As in very small with low res and a combo of low and high with higher resolution depending of course on just how much the original detail has been either lost or not with the original footage.
Another idea would be to use the 2D info used for the AI model to generate facial features and the like with simple geometry, such as with the tech that is able to extrapolate motion from 2D video footage (Both shot, or found footage) and transfer it to 3D models, same idea, but in reverse.
You could train the model to position 3D mesh-like geometry to match the head’s position, such as a simple sphere for the head, cubes for the body and cylinders for the limbs and the like, on which to place the 2D info for facial/body generation…
If I understand your point about combining low and high resolution scenes I have done this before where the subject focus was bad in HD footage. I downscaled the footage significantly, for example down to 25% or 33% height using ffmpeg and a standard scaler, then used one of the Topaz models to upscale again. then I recomposited the face onto the full-sized frame in After Effects, maybe with the background upscaled separately. Given a slightly out of focus face, sometimes this gives better results. The extra control of controlling the blending is also helpful sometimes. It would be nice if this could be automated to bring sharpness in the slightly out of focus case where existing models may struggle. Preserving identity is another matter, especially for very small faces, although arguably I am not throwing away much in terms of facial features if I do not downscale beyond what is necessary to make the facial focus result fade into the lack of detail from low resolution.
Thanks for the info of your methodology, as it helps put this in perspective and practical context, I’m a visual artist, so my description is somewhat abstract, so I’m glad it came across well enough.

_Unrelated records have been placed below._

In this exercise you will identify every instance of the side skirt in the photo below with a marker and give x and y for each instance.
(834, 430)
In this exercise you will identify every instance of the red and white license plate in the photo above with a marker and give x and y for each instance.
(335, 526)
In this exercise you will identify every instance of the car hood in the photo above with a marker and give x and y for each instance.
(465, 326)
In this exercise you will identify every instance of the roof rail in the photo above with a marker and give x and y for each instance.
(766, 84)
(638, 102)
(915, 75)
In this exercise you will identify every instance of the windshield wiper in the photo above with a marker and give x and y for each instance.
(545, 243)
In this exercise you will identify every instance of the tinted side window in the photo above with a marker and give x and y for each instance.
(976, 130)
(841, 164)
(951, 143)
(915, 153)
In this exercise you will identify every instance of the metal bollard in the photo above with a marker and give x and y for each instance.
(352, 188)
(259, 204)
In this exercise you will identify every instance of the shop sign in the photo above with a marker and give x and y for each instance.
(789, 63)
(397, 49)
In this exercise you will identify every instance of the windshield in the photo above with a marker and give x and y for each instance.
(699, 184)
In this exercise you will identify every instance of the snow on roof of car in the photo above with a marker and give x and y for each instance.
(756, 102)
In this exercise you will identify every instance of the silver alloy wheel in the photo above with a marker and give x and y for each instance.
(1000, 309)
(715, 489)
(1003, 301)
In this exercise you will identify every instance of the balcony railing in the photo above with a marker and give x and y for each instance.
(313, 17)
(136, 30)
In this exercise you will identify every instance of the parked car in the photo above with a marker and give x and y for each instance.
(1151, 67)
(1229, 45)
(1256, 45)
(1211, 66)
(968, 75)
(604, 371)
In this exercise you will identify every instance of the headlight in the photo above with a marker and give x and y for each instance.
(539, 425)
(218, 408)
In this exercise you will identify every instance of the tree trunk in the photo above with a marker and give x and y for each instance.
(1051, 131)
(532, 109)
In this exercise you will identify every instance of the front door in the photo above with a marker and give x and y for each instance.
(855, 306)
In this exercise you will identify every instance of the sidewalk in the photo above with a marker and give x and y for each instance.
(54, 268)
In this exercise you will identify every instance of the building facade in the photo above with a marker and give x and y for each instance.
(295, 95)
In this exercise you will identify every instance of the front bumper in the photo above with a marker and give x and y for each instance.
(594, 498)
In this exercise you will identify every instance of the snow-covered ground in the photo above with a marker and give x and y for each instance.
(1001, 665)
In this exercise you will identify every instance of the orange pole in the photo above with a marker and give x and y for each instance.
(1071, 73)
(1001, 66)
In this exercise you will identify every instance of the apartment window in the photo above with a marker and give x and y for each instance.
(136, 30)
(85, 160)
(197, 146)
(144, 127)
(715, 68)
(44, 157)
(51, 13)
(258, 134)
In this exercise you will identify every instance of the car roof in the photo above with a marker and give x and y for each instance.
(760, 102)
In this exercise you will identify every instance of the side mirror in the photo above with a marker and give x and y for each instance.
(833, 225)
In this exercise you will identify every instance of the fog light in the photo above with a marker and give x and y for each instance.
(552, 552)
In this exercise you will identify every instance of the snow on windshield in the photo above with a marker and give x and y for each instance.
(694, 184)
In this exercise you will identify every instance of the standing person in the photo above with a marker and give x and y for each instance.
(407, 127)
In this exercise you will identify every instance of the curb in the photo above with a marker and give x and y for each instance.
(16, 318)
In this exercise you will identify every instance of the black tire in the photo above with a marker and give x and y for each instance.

If you ever stippled (A drawing comprised of varying amounts of a series of dots) an image, you’d get a pretty clear picture of my description as well as Iris’s details seem to be some sort of fractal type of repeating patterns, which looks like ass with low resolution footage.
So a varying pattern that dynamically resizes depending on just how much detail exist, or not, in the footage would most definitely break up the uniform patterns that already exist in Iris’s current iteration, as it looks like it’s super-imposed on the image instead of looking like naturally occurring detail.